Кроме того, в рамках проведенных Берией реформ строительные и производственные главки, входившие в систему лагерей, были из подчинения МВД переданы отраслевым министерствам, а сам ГУЛАГ — в ведение министерства юстиции. Были урезаны права Особого Совещания при МВД, прекращены и закрыты многие широкомасштабные дела, начатые при Сталине — вроде "дела врачей", "мингрельского дела", "дела Шахурина", "дела маршала Яковлева". И начаты следственные действия против некоторых особо рьяных чекистов, применявших истязания при допросах, а также по поводу нескольких политических убийств например, устранения Михоэлса.

И если разобраться, в этих реформах по ослаблению репрессивной машины тоже нет ничего парадоксального.
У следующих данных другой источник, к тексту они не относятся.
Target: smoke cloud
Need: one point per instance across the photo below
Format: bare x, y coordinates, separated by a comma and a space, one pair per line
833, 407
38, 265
Уж кто, как не Берия, должен был знать, что гигантская лагерная система становится просто взрывоопасной. Наверняка знал он о послевоенных восстаниях и бунтах в местах заключения. Наконец, он лучше других членов Политбюро представлял, что рабский труд, несмотря на всю его дешевизну, совершенно непроизводителен. Потому что заключенный заинтересован не в его результатах, а в том, чтобы выжить, получив хлебную пайку, и империя ГУЛАГа сама собой порождала систему туфты и приписок, из-за чего появлялись несудоходные каналы, непроезжие железные дороги, несуществующие кубометры леса и тонны руды. А в условиях начавшейся конкуренции с Западом и послевоенной нехватки рабочих рук ГУЛАГ вообще превращался в тормоз для всей экономики. Разумеется, силами заключенных можно было строить, производить разные грубые и черные работы. Но ведь нельзя же строить и строить до бесконечности! Кому-то надо было и работать на построенных заводах, осваивать современное, сложное производство, требующее высокой квалификации. А тут зэков уже не поставишь…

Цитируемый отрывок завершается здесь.